Today, the Medeiros family continues to produce quality Angus cattle and grow their successful Angus seedstock business - but the decision to partner up with the Dal Portos for their annual bull sale has proven to be the catalyst for growing their enterprises.

"It's never one or the other, it's a team thing," Jeanene Dal Porto says. "Bringing the two operations together gives buyers options, but those options are never your bull or my bull. It's all together and about what the customer needs his bull to be."

From the beginning, Medeiros knew his customers needed bulls that worked in their environment. He and David Dal Porto saw a common opportunity in the late 1970s and early 1980s, which led to their eventual collaboration: Commercial cattlemen were looking to the Angus breed for balance and calving ease in their replacement heifers.

We believe you should never have to pull a calf," Medeiros says. "Because we stack generations for those traits, they are predictable and dependable."

Medeiros says that fertility is their No. 1 culling consideration.
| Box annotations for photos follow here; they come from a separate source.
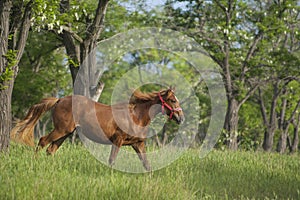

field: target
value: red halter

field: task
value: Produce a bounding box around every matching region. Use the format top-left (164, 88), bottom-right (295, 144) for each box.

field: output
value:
top-left (158, 92), bottom-right (182, 119)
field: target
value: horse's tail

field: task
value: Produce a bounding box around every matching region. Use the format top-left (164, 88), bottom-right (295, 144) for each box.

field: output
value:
top-left (10, 97), bottom-right (59, 146)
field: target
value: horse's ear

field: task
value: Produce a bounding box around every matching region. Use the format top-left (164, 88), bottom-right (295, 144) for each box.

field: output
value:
top-left (170, 86), bottom-right (176, 92)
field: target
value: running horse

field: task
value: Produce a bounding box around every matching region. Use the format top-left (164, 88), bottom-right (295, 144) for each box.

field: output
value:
top-left (11, 88), bottom-right (184, 171)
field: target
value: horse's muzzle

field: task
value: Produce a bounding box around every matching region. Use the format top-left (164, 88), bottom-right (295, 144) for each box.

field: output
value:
top-left (174, 113), bottom-right (185, 124)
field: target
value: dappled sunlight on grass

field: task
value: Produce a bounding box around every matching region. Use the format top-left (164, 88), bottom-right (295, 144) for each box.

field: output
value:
top-left (0, 143), bottom-right (300, 199)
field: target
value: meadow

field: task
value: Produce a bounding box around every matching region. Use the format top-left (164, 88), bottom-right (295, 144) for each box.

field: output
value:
top-left (0, 142), bottom-right (300, 200)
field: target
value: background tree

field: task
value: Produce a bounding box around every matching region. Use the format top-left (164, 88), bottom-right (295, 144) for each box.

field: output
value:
top-left (161, 0), bottom-right (297, 149)
top-left (0, 0), bottom-right (33, 151)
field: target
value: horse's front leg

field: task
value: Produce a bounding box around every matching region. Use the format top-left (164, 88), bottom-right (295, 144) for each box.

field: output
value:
top-left (131, 141), bottom-right (151, 171)
top-left (108, 137), bottom-right (123, 166)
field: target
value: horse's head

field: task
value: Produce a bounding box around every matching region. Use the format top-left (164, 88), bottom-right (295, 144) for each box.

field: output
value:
top-left (158, 89), bottom-right (184, 124)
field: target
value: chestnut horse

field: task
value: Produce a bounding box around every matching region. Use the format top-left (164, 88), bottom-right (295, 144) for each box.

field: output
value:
top-left (11, 88), bottom-right (184, 171)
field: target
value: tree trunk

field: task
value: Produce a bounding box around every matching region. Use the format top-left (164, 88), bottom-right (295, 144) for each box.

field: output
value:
top-left (0, 80), bottom-right (13, 151)
top-left (0, 0), bottom-right (13, 151)
top-left (277, 127), bottom-right (288, 154)
top-left (290, 114), bottom-right (300, 153)
top-left (225, 99), bottom-right (239, 150)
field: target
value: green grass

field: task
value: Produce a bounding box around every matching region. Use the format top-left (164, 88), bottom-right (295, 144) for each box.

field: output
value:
top-left (0, 143), bottom-right (300, 200)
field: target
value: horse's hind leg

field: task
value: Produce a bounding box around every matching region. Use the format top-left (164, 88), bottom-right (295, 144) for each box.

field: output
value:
top-left (47, 132), bottom-right (73, 155)
top-left (131, 142), bottom-right (151, 171)
top-left (36, 129), bottom-right (65, 152)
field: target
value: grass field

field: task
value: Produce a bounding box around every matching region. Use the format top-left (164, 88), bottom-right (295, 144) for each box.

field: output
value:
top-left (0, 143), bottom-right (300, 200)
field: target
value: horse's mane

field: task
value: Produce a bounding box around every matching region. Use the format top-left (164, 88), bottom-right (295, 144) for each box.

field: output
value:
top-left (129, 89), bottom-right (169, 104)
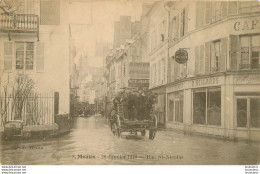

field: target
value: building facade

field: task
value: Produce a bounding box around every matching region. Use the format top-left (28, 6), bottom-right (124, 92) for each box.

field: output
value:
top-left (145, 2), bottom-right (172, 124)
top-left (0, 0), bottom-right (70, 128)
top-left (166, 1), bottom-right (260, 141)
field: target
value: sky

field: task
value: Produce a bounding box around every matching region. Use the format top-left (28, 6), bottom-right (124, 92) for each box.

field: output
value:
top-left (70, 0), bottom-right (147, 67)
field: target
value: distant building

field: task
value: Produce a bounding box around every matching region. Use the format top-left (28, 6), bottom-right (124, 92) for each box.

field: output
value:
top-left (165, 1), bottom-right (260, 141)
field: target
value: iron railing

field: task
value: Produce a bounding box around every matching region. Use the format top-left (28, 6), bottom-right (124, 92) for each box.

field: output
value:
top-left (0, 13), bottom-right (39, 32)
top-left (239, 64), bottom-right (260, 70)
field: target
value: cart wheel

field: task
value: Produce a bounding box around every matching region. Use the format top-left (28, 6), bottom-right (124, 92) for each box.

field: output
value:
top-left (111, 123), bottom-right (117, 135)
top-left (149, 129), bottom-right (156, 140)
top-left (141, 130), bottom-right (146, 136)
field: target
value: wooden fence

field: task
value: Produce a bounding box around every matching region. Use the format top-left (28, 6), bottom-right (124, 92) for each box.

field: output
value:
top-left (0, 93), bottom-right (54, 126)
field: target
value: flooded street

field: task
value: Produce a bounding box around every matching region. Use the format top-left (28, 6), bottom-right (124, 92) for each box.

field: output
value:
top-left (1, 116), bottom-right (260, 165)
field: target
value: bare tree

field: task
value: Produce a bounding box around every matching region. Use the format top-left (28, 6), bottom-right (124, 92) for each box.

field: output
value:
top-left (0, 74), bottom-right (40, 125)
top-left (0, 0), bottom-right (23, 15)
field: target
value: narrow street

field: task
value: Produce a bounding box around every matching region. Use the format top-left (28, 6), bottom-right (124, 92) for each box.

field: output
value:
top-left (1, 116), bottom-right (260, 165)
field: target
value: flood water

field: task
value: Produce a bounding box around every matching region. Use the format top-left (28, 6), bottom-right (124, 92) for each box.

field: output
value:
top-left (1, 116), bottom-right (260, 165)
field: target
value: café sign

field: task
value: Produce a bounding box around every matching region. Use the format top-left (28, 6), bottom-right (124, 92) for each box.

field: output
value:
top-left (175, 49), bottom-right (188, 64)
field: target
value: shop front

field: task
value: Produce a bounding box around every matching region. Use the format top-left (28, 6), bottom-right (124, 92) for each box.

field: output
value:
top-left (151, 86), bottom-right (166, 125)
top-left (166, 73), bottom-right (260, 141)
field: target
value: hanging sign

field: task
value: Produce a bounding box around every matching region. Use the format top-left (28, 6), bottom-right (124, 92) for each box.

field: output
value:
top-left (175, 49), bottom-right (188, 64)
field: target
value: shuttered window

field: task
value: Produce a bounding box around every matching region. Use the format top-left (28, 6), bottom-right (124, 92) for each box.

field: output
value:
top-left (172, 15), bottom-right (179, 41)
top-left (199, 45), bottom-right (205, 73)
top-left (195, 46), bottom-right (200, 74)
top-left (36, 42), bottom-right (44, 72)
top-left (220, 38), bottom-right (227, 72)
top-left (184, 7), bottom-right (189, 35)
top-left (40, 0), bottom-right (60, 25)
top-left (4, 42), bottom-right (13, 70)
top-left (205, 42), bottom-right (211, 73)
top-left (15, 42), bottom-right (34, 70)
top-left (4, 42), bottom-right (13, 70)
top-left (195, 45), bottom-right (205, 74)
top-left (239, 35), bottom-right (260, 69)
top-left (229, 35), bottom-right (240, 70)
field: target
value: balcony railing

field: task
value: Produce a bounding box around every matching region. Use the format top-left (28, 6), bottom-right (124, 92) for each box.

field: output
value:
top-left (239, 64), bottom-right (260, 70)
top-left (0, 13), bottom-right (39, 32)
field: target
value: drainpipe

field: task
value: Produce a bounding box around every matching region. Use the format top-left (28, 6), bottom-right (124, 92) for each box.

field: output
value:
top-left (163, 4), bottom-right (171, 123)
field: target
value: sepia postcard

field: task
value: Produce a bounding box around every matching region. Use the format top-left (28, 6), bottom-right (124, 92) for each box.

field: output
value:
top-left (0, 0), bottom-right (260, 169)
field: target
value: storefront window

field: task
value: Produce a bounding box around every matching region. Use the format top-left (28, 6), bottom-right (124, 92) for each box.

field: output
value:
top-left (237, 97), bottom-right (260, 128)
top-left (168, 91), bottom-right (183, 123)
top-left (207, 88), bottom-right (221, 126)
top-left (250, 98), bottom-right (260, 128)
top-left (193, 89), bottom-right (206, 124)
top-left (193, 87), bottom-right (221, 126)
top-left (237, 99), bottom-right (247, 127)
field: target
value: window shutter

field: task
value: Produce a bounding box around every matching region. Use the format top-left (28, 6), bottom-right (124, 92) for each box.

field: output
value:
top-left (199, 45), bottom-right (205, 73)
top-left (221, 2), bottom-right (228, 18)
top-left (184, 7), bottom-right (189, 35)
top-left (174, 61), bottom-right (179, 79)
top-left (40, 0), bottom-right (60, 25)
top-left (205, 42), bottom-right (211, 73)
top-left (200, 1), bottom-right (206, 26)
top-left (195, 46), bottom-right (200, 74)
top-left (4, 42), bottom-right (13, 70)
top-left (205, 1), bottom-right (212, 24)
top-left (175, 15), bottom-right (180, 39)
top-left (209, 42), bottom-right (216, 72)
top-left (220, 38), bottom-right (227, 71)
top-left (180, 11), bottom-right (185, 37)
top-left (196, 1), bottom-right (201, 28)
top-left (36, 42), bottom-right (44, 72)
top-left (229, 35), bottom-right (240, 70)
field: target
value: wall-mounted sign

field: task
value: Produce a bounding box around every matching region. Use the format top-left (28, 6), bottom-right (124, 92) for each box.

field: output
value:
top-left (192, 77), bottom-right (220, 87)
top-left (175, 49), bottom-right (188, 64)
top-left (234, 19), bottom-right (260, 31)
top-left (128, 79), bottom-right (149, 88)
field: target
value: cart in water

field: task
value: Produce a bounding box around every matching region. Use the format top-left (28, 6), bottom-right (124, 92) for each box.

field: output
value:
top-left (109, 89), bottom-right (157, 140)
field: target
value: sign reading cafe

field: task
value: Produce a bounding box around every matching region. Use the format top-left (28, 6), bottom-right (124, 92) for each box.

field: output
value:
top-left (175, 49), bottom-right (188, 64)
top-left (192, 77), bottom-right (219, 87)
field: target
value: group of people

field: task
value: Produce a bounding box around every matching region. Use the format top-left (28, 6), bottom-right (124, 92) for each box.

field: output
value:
top-left (110, 90), bottom-right (156, 120)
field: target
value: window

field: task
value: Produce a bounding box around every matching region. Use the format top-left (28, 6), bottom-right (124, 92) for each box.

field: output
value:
top-left (236, 96), bottom-right (260, 128)
top-left (15, 42), bottom-right (34, 70)
top-left (40, 0), bottom-right (60, 25)
top-left (168, 91), bottom-right (183, 123)
top-left (193, 87), bottom-right (221, 126)
top-left (172, 16), bottom-right (179, 41)
top-left (211, 41), bottom-right (220, 72)
top-left (180, 9), bottom-right (186, 37)
top-left (240, 35), bottom-right (260, 69)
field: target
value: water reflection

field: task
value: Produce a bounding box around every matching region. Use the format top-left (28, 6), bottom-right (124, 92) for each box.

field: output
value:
top-left (1, 116), bottom-right (259, 165)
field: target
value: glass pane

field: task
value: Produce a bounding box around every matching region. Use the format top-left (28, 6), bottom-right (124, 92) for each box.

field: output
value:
top-left (25, 51), bottom-right (33, 70)
top-left (16, 51), bottom-right (24, 69)
top-left (15, 43), bottom-right (24, 51)
top-left (252, 35), bottom-right (260, 47)
top-left (26, 43), bottom-right (33, 50)
top-left (193, 91), bottom-right (206, 124)
top-left (168, 100), bottom-right (174, 121)
top-left (175, 100), bottom-right (180, 122)
top-left (207, 88), bottom-right (221, 126)
top-left (237, 99), bottom-right (247, 127)
top-left (250, 98), bottom-right (260, 128)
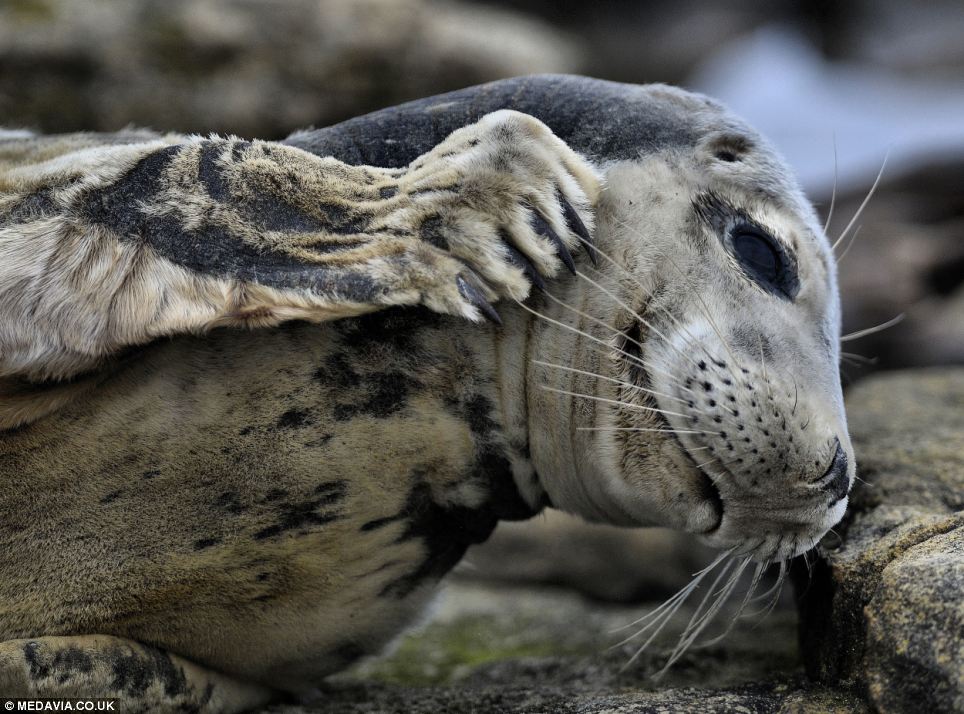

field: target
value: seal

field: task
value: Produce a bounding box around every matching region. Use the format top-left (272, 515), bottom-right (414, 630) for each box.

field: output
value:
top-left (0, 76), bottom-right (854, 711)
Then, cows from their bulls must be able to calve unassisted and excel in udder quality, mothering ability and disposition.

A bull has to have two or three generations of low or moderate birth weight to call him a heifer bull for their customers, and those traits must be passed along to the maternal end of the herd, as well. Bulls are only half the equation; and they're used to produce great replacement heifers that will stack maternal traits on both sides.

"We're committed to raising the highest-quality Angus cattle in the business," says Medeiros. "Our business is a lifelong dream, and we want to deliver to our customers trouble-free cattle that work from conception to consumption."